Providers who wish to join the Will/Grundy EMS System should contact the EMS Coordinator of the Will/Grundy Agency they wish to join. That Agency EMS Coordinator will then file the appropriate System entry paperwork with the System office. Any EMS provider joining this System must successfully complete the SMO test for their level. You may use the study guides on the Polices/SMO Page to prepare for the SMO test. There is currently no ILS SMO Study Guide.
To request a Letter of Good Standing from Will/Grundy EMS in order to enter another EMS System, please do so in writing and be sure to include ALL of the following... 1. Print your full name and current home address for file reference. 2. Your request letter may be typed or hand written, but MUST be signed and dated.
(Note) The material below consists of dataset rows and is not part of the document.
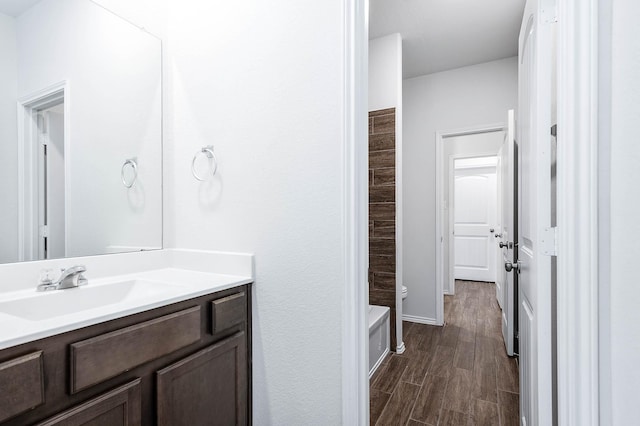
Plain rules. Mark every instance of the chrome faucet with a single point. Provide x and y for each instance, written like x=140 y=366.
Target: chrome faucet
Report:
x=69 y=278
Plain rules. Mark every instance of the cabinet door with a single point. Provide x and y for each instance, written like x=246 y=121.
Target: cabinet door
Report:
x=120 y=406
x=206 y=388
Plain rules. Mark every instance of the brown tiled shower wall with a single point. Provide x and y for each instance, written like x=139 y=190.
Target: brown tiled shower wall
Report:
x=382 y=212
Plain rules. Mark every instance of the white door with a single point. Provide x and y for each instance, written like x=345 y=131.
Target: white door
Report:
x=508 y=235
x=474 y=219
x=535 y=240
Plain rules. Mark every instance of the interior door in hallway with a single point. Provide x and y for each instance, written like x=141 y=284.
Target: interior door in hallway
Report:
x=475 y=206
x=535 y=236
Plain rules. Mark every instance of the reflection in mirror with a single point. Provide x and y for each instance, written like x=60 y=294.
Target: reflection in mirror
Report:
x=80 y=132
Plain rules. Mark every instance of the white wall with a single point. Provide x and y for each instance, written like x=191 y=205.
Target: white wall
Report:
x=113 y=70
x=263 y=83
x=385 y=72
x=450 y=100
x=621 y=331
x=8 y=137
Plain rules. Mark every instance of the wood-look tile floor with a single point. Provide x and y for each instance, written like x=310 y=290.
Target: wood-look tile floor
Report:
x=458 y=374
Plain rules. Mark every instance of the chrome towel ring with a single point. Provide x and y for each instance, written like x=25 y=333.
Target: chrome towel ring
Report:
x=132 y=162
x=208 y=151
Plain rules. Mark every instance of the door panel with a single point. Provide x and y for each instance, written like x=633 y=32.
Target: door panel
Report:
x=474 y=219
x=534 y=282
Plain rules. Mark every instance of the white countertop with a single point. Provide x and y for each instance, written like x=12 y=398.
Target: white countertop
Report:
x=27 y=315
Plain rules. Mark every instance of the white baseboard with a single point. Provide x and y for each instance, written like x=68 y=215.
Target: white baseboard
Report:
x=420 y=320
x=378 y=362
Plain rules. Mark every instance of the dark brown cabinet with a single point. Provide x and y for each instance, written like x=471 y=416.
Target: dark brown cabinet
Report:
x=206 y=388
x=120 y=407
x=188 y=363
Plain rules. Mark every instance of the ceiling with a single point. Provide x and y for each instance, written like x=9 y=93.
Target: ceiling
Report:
x=440 y=35
x=15 y=7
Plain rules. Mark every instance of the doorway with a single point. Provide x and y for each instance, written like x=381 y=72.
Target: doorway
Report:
x=473 y=218
x=42 y=184
x=476 y=151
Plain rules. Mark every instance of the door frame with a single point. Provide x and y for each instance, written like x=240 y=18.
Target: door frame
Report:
x=441 y=136
x=355 y=177
x=582 y=231
x=27 y=109
x=451 y=212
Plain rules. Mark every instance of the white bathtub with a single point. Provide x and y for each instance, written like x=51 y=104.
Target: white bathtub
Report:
x=378 y=336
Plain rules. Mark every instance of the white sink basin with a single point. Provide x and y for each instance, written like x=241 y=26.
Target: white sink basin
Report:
x=56 y=303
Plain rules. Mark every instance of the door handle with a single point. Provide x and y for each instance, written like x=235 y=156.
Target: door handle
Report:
x=508 y=266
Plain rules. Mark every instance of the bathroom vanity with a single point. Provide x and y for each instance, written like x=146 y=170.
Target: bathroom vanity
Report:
x=185 y=363
x=171 y=346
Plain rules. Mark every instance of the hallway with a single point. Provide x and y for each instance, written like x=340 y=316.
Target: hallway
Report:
x=453 y=375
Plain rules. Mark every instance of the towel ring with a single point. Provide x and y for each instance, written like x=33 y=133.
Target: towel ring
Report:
x=208 y=151
x=134 y=165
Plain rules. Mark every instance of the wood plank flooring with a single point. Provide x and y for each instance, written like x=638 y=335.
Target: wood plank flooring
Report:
x=458 y=374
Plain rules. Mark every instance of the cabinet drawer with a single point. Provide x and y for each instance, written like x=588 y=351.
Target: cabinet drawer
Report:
x=228 y=311
x=119 y=407
x=103 y=357
x=21 y=385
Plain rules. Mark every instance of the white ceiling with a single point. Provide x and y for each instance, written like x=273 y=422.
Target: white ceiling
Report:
x=440 y=35
x=15 y=7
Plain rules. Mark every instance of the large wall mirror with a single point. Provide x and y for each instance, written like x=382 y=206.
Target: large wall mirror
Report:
x=80 y=132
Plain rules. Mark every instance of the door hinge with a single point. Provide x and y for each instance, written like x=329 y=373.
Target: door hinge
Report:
x=549 y=241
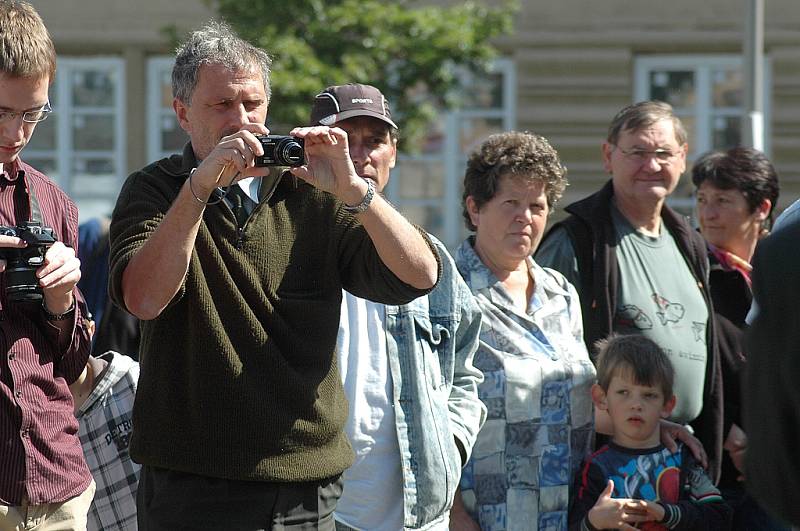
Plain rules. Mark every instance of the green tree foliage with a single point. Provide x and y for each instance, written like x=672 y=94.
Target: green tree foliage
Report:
x=411 y=52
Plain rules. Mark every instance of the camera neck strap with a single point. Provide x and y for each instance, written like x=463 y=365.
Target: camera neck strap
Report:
x=26 y=206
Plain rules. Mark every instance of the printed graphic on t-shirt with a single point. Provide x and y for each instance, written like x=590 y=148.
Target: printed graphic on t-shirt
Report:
x=668 y=312
x=631 y=316
x=699 y=330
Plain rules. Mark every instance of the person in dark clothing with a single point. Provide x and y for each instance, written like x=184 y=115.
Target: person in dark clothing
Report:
x=771 y=392
x=736 y=192
x=638 y=266
x=239 y=411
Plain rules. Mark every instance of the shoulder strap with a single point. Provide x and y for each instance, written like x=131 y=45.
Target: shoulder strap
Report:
x=583 y=245
x=25 y=200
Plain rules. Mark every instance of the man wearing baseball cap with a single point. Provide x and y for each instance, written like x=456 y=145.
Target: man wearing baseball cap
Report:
x=407 y=370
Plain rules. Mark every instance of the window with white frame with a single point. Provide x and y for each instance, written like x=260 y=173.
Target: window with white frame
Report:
x=164 y=135
x=427 y=187
x=81 y=145
x=707 y=93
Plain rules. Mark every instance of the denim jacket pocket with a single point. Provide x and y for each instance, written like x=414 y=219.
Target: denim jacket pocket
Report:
x=433 y=338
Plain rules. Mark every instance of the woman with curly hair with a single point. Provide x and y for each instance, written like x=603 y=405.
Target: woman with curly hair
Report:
x=537 y=371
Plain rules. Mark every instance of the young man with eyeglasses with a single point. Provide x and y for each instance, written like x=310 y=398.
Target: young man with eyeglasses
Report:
x=44 y=480
x=640 y=268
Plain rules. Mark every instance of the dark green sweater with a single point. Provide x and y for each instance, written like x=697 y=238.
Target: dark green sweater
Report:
x=238 y=377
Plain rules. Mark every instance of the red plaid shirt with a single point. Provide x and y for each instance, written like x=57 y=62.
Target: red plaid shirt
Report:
x=40 y=454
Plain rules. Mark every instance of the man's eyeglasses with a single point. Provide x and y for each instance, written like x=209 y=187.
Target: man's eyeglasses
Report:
x=640 y=156
x=30 y=117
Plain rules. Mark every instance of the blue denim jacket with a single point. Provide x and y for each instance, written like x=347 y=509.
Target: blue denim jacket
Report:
x=431 y=342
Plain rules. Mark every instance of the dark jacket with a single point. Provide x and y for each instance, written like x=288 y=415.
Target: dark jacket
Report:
x=239 y=379
x=732 y=298
x=772 y=406
x=592 y=232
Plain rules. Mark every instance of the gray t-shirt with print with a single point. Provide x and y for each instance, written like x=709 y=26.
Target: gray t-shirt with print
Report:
x=658 y=297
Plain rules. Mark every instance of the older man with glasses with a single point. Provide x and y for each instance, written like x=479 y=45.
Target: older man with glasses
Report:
x=639 y=267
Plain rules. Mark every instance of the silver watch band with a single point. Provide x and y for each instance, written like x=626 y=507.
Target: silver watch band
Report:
x=364 y=204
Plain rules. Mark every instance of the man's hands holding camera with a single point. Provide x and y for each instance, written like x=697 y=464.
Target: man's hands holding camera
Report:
x=328 y=164
x=57 y=276
x=233 y=153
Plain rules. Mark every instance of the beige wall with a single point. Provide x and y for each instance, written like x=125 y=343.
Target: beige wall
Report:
x=132 y=29
x=574 y=62
x=575 y=67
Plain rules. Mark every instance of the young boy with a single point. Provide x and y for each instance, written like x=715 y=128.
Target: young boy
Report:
x=634 y=481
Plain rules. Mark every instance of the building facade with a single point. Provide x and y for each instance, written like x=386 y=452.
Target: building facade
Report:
x=563 y=73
The request must state "I am requesting a letter of good standing to enter _____ System". 3. State the full name and fax number of the System (not agency) you plan to enter. 4. State "I am going into _____ System as primary or secondary". If primary you must also state "I plan to stay in Will/Grundy with _____ agency" (state the Will/Grundy agency) OR state "I am dropping Will/Grundy since I will no longer work for one of its agencies" 5. You may also ask for your SMO date/score to be included in your good standing letter. 6. Include a phone number you can be reached at (preferably a cell phone number) should our office have any questions regarding your request. Fax this letter of request to our office at 815-740-7917, allowing 3 business days for processing. Once the letter is prepared it will be faxed directly to the EMS System you are entering. Contact Marilyn MacBlane at 815-740-7130 # 2 if further information is needed.
The following forms are for Agency EMS Coordinator use only: EMT-Basic System Entry Agency Form Letter EMT-P, EMT-I, PHRN System Entry Policy EMT-P, EMT-I, PHRN System Entry Checklist The Agency Form Letter (above) is no longer necessary for EMT-P, I, or PHRN System Entry because the Checklist (above) contains the same information and now requires the EMS Coordinator's signature.